Managers and actors quarrel in the new as well as in the old world. Velarde has had one or two disputes, and left the theatre. The audience insisted upon his return, and the manager was obliged to yield. The actor’s appearance, after these squabbles, is made a triumph by his friends; and the ladies in the cazuela throw bouquets, literally strewing the stage with flowers. These disagreements give rise to formal appeals to the public, from both parties, in the shape of printed addresses. In Velarde’s dispute, the manager had charged him with getting drunk. The actor indignantly denied this; but allowed that, on the 25th of May (the anniversary of their independence), he did get a little merry, broke glasses, and quarrelled with the landlord, in honour of the day, as every good patriot should do; and, in answer to a remark that had been made upon the graces of his person, he stated, that he did not possess Jacob’s ladder, to climb to heaven, and ask God why he was not made an Adonis.

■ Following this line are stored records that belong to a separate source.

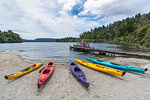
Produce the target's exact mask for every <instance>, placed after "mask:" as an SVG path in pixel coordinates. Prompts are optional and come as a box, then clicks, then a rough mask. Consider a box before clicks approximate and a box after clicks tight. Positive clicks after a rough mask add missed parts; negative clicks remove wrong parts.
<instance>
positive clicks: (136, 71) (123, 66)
mask: <svg viewBox="0 0 150 100" xmlns="http://www.w3.org/2000/svg"><path fill="white" fill-rule="evenodd" d="M87 60H89V61H91V62H94V63H97V64H101V65H106V66H110V67H114V68H118V69H122V70H127V71H134V72H138V73H142V74H144V73H145V71H147V70H148V69H147V68H145V69H144V68H135V67H131V66H126V65H121V64H116V63H111V62H105V61H101V60H97V59H92V58H88V57H87Z"/></svg>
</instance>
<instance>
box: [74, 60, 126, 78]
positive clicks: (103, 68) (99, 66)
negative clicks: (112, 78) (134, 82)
mask: <svg viewBox="0 0 150 100" xmlns="http://www.w3.org/2000/svg"><path fill="white" fill-rule="evenodd" d="M75 60H76V62H78V63H80V64H82V65H84V66H86V67H89V68H91V69H94V70H97V71H101V72H104V73H108V74H112V75H115V76H119V77H121V76H124V75H125V74H126V72H125V71H123V72H119V71H117V70H113V69H109V68H106V67H104V66H101V65H98V64H93V63H88V62H86V61H83V60H78V59H75Z"/></svg>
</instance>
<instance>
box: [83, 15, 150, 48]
mask: <svg viewBox="0 0 150 100" xmlns="http://www.w3.org/2000/svg"><path fill="white" fill-rule="evenodd" d="M80 39H81V40H82V41H92V42H112V43H115V42H116V43H127V44H129V43H133V44H140V45H145V46H150V13H148V14H143V15H141V14H137V15H135V16H134V17H131V18H126V19H123V20H122V21H117V22H114V23H113V24H109V25H107V26H104V25H103V26H102V27H96V28H94V29H91V31H88V32H83V33H82V34H80Z"/></svg>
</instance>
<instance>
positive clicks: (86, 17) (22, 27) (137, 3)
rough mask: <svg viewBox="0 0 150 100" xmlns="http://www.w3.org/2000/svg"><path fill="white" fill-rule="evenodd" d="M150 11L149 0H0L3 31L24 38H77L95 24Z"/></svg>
mask: <svg viewBox="0 0 150 100" xmlns="http://www.w3.org/2000/svg"><path fill="white" fill-rule="evenodd" d="M148 12H150V0H128V1H126V0H29V1H27V0H0V30H5V31H6V30H9V29H11V30H13V31H14V32H16V33H18V34H20V36H21V37H22V38H24V39H35V38H63V37H70V36H73V37H78V36H79V34H80V33H82V32H85V31H88V30H90V29H91V28H94V27H99V26H102V25H107V24H109V23H113V22H114V21H118V20H121V19H124V18H126V17H131V16H134V15H135V14H137V13H141V14H143V13H148Z"/></svg>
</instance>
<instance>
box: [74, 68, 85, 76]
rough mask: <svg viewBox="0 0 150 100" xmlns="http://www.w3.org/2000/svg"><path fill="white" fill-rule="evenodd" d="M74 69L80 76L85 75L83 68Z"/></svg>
mask: <svg viewBox="0 0 150 100" xmlns="http://www.w3.org/2000/svg"><path fill="white" fill-rule="evenodd" d="M74 71H75V72H76V73H77V75H78V76H79V77H81V76H84V74H83V73H82V72H81V70H80V69H79V68H77V67H76V68H74Z"/></svg>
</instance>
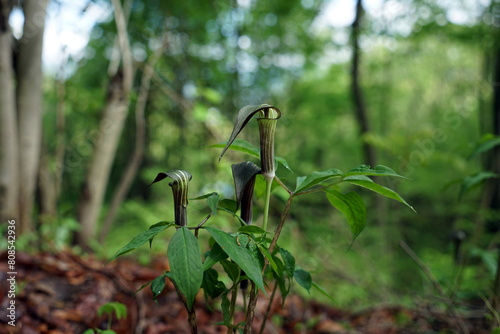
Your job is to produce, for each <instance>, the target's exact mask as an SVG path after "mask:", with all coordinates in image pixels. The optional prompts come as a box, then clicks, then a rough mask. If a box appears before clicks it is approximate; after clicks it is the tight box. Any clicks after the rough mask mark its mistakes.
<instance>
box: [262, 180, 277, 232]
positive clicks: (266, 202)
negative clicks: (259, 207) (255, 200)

A certain priest, Castañeda, having, in a publication, attacked the character of Doña Trinidad, for wearing upon the stage the portrait of a married gentleman (as he asserted), the lady absented herself from the theatre for some nights. On her re-appearance, she was greeted with applause; the audience reasoning, like our’s in the affair of Mrs. H. Johnstone and Braham, that the public have nothing to do with private character.

Performers, at times, in Buenos Ayres, announce their own benefits—even the females. A lady will address the audience with all the earnestness so important an occasion demands, and will go round the house, delivering bills of the intended performance, couched in high-flown language, “To the immortal and respectable public of Buenos Ayres,” &c. &c. They know how to “bill the town,” as well as any English country manager. Previous to a benefit night, they have a custom of illuminating the front of the theatre, and exhibiting a transparency of the proposed representation;[7] with bonfires, rockets, and a band of music at the door. This has been ridiculed by one of the newspapers, but it still continues in a degree.

The British are not great patrons to the theatre: they assign, as a cause, the want of attraction; but business, and their inclination to society among themselves, are perhaps the chief reasons of their neglect. There are, however, a number of Englishmen, who find relief from the cares of business, and are constant attendants at the theatre; some of them, without any fixed object, stroll about, earnestly gazing at the pretty girls, whom they designate by particular names. I have been much amused, when they have pointed out to me the different ladies, under their fixed appellations; as, Imogen, Euphrosyne, Discretion, Corinna, Zenobia, the Greeks, &c. One gentleman, Don Geronimo Salas, they have named the King, from his great likeness to George the Fourth of England. The resemblance is considerable; only that Don Geronimo is not so corpulent as his Majesty. It is not every day we see men with persons so corpulent as his Britannic Majesty and Don Geronimo: the former (national prejudice apart) does indeed look like a king; the latter is a very handsome man.

It is not uncommon to see infants a few months old, in the arms of their mothers, and slaves, at the play.